ECOLOGY: The localities at which C. yucatanensis has been recorded range in altitude from 23– 38 m. The habitat at these localities varies from low or medium semideciduous broadleaf forest to tall, moist evergreen broadleaf forest, often with a dense understory. Much of the original habitat has been cleared for agriculture and rangeland across the Yucatán Península, and this species appears to be confined to remnant patches of forest. The habitat and habitus are consistent with the arboreal, corticolous ecomorphotype ( Prendini, 2001a).

REMARKS: Armas (1996) identified 11 individuals from the Jardín Botánico Alfredo Barrera, Puerto Morelos, Quintana Roo, as C. schmidti . Meristic data recorded by Armas (1996) for an adult male and three females differed greatly from comparative data for the holotype of C. schmidti collected at Lake Tickamaya, Honduras ( Sissom, 1995). Armas (1996) also described C. sissomi , and assigned it to the thorellii group due to its small size. Illustrations and photographs of the holotype female of C. sissomi in the original description indicate that the pectinal plate is not lobed, and subsequent photographs of the holotype by Armas (2006) indicate a densely granular tegument, characters inconsistent with the “ thorellii ” clade. Material examined during the present study confirmed the presence of two sympatric species of Centruroides in the Jardín Botánico Alfredo Barrera, Puerto Morelos. One species, determined to be conspecific with the material previously misidentified as C. schmidti by Armas (1996), based on meristic data, is a hitherto undescribed species, described herein as C. yucatanensis . The other is presumed to be C. sissomi , based on the fact that the pectinal plate is not lobed and the tegument is densely granular, as well as its dark orange coloration and larger size (40 mm). Other records of C. schmidti and/or C. sissomi from the Yucatán Península ( Vázquez, 1999; Teruel et al., 2015a; Ponce-Saavedra and Francke, 2019) are misidentifications of C. yucatanensis .

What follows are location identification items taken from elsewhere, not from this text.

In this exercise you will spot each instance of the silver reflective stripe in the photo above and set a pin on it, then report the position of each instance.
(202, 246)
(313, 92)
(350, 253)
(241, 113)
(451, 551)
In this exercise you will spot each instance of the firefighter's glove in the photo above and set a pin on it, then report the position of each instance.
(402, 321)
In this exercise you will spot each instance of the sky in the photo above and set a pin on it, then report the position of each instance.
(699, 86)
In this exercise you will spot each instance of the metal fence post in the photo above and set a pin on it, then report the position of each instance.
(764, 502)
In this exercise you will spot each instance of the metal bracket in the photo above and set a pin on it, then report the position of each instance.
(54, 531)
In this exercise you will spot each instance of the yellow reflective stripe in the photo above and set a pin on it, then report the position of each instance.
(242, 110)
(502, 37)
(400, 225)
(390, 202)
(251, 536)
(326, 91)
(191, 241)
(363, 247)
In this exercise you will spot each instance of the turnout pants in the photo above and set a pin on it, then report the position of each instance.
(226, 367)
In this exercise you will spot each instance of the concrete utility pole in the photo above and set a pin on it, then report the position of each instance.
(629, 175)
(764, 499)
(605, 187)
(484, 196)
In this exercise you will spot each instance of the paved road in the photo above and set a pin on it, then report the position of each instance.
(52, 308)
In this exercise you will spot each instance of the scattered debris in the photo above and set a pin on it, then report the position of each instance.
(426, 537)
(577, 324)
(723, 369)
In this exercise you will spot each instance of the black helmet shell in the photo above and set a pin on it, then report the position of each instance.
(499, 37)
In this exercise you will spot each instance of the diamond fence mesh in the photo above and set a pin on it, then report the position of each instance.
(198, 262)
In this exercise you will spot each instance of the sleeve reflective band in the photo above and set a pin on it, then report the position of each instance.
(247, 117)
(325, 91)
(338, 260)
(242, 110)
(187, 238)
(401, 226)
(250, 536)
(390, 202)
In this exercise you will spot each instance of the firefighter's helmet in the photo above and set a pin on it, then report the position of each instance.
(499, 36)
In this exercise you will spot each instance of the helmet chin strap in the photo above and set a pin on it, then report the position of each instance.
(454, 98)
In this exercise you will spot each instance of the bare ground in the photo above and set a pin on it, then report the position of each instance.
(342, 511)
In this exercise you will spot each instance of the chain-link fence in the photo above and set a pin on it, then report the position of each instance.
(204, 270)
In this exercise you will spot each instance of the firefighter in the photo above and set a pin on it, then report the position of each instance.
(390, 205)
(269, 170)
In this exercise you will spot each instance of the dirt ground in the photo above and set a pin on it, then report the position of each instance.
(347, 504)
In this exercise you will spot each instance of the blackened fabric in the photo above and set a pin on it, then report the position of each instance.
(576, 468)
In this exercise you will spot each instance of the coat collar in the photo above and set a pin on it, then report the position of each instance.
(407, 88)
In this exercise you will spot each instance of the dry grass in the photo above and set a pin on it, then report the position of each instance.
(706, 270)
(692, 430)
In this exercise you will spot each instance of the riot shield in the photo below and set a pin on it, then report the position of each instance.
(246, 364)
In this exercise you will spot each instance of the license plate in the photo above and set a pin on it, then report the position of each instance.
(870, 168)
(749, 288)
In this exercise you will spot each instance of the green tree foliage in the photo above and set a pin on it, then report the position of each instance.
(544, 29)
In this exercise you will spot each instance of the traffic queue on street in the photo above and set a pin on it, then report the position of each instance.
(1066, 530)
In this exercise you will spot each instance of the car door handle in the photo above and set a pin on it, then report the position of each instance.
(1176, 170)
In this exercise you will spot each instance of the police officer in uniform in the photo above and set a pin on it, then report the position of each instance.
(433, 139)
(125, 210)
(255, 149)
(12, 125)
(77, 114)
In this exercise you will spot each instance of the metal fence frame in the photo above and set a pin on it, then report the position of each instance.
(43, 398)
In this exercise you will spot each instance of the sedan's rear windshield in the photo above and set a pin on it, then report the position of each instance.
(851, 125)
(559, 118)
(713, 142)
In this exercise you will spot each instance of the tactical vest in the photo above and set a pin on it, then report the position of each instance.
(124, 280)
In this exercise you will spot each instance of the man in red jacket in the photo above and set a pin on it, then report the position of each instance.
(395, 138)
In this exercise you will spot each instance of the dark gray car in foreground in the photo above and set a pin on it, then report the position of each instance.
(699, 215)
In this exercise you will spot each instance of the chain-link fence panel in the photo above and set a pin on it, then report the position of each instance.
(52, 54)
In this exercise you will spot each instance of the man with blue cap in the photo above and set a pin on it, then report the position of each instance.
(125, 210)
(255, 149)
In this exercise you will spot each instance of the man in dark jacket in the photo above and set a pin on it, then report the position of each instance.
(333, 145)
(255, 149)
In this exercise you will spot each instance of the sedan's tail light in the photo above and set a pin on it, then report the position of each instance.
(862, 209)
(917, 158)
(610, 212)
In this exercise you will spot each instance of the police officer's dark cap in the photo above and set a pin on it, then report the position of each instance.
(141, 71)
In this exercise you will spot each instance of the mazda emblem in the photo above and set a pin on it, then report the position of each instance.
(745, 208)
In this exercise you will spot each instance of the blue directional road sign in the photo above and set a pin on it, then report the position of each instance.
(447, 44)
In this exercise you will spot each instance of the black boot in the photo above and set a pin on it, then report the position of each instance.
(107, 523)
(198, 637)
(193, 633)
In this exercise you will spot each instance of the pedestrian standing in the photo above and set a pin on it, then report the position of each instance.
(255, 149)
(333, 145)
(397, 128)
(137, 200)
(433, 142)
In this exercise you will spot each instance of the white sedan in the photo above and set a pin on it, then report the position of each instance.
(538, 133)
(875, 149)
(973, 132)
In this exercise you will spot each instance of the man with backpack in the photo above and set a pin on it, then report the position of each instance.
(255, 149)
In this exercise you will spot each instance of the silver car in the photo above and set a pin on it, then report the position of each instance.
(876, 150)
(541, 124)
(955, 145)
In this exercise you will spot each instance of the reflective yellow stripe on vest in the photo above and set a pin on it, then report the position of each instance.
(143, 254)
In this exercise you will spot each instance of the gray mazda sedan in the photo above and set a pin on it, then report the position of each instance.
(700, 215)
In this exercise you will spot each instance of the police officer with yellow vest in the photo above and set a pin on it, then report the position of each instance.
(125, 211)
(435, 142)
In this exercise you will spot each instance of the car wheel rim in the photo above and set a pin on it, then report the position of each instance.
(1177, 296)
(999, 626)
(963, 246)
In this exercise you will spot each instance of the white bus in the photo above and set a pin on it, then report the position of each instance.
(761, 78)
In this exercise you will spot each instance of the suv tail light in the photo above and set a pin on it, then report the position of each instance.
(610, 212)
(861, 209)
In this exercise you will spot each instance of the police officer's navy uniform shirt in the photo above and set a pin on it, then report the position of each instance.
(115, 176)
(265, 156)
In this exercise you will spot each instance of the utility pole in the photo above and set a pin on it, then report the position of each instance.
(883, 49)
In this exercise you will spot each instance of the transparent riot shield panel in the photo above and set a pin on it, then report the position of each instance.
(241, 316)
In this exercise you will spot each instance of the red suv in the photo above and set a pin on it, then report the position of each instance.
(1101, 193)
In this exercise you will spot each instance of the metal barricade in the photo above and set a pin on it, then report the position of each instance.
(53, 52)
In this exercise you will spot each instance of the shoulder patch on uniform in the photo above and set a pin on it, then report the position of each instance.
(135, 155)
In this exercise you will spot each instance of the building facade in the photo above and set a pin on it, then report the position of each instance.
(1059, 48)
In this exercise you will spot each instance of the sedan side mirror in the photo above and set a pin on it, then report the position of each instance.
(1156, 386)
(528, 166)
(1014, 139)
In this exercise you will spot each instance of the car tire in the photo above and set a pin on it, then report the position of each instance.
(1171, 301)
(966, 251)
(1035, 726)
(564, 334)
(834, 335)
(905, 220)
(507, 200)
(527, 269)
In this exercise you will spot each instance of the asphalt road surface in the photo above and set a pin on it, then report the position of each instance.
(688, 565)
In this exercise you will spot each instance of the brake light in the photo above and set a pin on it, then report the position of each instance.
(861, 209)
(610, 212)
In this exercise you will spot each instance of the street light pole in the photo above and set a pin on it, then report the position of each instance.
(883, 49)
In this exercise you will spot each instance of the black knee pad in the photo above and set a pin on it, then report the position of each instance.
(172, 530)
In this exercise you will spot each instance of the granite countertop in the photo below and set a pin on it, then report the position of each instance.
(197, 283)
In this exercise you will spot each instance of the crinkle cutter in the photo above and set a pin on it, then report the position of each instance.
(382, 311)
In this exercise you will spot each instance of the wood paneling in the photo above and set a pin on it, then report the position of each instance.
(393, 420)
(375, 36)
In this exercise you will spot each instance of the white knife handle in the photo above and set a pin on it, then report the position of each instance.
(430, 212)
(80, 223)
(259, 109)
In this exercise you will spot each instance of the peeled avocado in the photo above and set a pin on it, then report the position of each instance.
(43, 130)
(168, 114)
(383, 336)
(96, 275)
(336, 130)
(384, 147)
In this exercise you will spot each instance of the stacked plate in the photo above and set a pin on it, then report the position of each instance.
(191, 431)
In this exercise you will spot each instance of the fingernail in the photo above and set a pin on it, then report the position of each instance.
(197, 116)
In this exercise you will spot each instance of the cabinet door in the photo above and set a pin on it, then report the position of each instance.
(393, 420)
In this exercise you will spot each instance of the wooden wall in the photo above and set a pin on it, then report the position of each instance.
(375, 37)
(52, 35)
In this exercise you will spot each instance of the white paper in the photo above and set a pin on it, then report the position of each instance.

MATERIAL EXAMINED: MEXICO: Quintana Roo: Município Benito Juárez: Puerto Morelos, Jardín Botánico Alfredo Barrera, 20°50′42.1″N 86°54′12.9″W, 38 m, 4.vii.2007, G. Montiel, R. Paredes, M. Ramírez, D. Chibras, and G. Bonilla, 1 ♂ (AMNH [LP 7597]), 2 juv. ♂ (CNAN SC3984). Yucatán: Município Felipe Carrillo Puerto: Cenote Chac-ha, 3.5 km N and 3 km E of Kalacmul, 20°04′40.3″N 88°08′27.9″W, 23 m, 9.vii.2007, R. Paredes, D. Chibras, and G. Montiel, 1 ♀ (CNAN SC4004).